Conference Proceeding

Publication Date


Publication Title

Cancer Res


Gleason Grade Group Predictions from mp-MRI of Prostate Cancer Patients using Automated Deep Learning Though histopathology remains the gold standard, there have been significant interests in predicting Gleason Grade using noninvasive imaging such as mp-MRI. Most studies simplify the task into binary classification for the high uncertainty at each group.
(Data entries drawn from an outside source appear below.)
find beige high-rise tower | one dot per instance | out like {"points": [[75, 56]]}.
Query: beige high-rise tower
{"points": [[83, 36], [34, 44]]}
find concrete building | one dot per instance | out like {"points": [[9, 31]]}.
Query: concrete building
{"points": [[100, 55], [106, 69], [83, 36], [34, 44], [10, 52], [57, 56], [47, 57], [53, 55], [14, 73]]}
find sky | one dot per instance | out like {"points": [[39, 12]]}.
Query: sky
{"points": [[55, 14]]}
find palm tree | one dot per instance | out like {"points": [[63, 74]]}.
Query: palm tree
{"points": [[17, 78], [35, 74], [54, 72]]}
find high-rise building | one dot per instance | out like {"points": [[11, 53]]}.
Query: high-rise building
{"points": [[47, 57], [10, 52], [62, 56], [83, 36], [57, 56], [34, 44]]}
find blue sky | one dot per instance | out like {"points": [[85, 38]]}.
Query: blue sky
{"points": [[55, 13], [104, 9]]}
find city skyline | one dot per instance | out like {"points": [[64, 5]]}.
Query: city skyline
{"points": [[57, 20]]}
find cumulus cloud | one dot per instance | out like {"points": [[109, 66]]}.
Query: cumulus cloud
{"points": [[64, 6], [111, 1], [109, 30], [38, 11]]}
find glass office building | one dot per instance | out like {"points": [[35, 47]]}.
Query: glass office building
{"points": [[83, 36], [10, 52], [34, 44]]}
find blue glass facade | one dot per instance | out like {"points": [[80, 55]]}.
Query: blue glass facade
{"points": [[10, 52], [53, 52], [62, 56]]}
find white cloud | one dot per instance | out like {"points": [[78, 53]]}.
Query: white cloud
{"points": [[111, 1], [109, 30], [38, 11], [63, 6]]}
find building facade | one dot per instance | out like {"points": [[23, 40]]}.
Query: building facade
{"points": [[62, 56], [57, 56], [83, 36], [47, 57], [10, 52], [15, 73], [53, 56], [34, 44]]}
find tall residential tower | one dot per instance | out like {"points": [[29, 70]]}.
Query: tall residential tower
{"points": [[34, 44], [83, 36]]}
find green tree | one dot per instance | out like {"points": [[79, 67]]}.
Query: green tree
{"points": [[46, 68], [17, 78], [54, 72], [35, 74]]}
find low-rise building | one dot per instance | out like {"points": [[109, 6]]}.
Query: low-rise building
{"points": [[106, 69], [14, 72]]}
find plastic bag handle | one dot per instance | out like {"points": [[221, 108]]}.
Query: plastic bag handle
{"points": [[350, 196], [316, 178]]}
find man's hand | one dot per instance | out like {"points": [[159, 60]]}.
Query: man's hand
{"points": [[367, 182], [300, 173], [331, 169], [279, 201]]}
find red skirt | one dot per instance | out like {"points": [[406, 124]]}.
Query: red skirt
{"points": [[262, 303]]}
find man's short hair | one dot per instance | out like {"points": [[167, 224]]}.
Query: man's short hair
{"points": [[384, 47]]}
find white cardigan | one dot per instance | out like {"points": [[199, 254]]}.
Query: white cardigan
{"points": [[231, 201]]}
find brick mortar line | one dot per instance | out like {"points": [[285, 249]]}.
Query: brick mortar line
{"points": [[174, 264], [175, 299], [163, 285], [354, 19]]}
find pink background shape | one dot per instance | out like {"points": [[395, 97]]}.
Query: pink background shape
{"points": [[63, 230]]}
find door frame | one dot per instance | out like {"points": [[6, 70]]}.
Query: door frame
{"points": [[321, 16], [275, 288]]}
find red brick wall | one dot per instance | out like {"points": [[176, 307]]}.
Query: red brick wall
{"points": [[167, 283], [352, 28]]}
Handcrafted radiomic features were heavily investigated but prone to errors from the definition of region of interest, feature extraction variations, etc. We proposed an automated deep learning framework (auto-Keras) to predict the group directly based on the 3D data of the whole prostate gland. The training cohort A consisted of 96 PCa patients from SPIE-AAPM-NCI Challenge. The number of patients in each Group was 30, 35, 18, 7, and 6. The testing cohort B consisted of 34 PCa patients from our institute (10, 14, 4, 3, 3). We resampled and rigidly registered ADC and T2WI. N4-bias correction was applied to correct the non-uniformity. For each slice, we performed Gaussian blurring followed by prostate cropping from contour delineated by two clinicians.We tested five scenarios, including input of T2WI, ADC, both, two parallel inputs followed by feature concatenation, and prediction ensemble. The search space of augmentation included translation, flip, rotation, zooming, and contrast. The search space of the architectures had vanilla, ResNet, and Xception. With ADC alone, the model detected 75% of patients in Group 3. Using T2WI and ADC as input, 46% of Group 2 and 40% of Group 1 were identified. Since GG 2 is less aggressive and has a favorable outcome, we further studied the performance of classifying 1 VS. 2-5 and 1-2 VS. 3-5. The models' precision and recall were 91% and 72% for 1-2, 60% and 24% for 3-5. We separated 1 VS. 2-5, with a 96% precision and 73% recall for 2-5. The model had a better performance to predict lower GG when the input contained both T2WI and AD, and better at higher GG when the features were concatenated at the output level.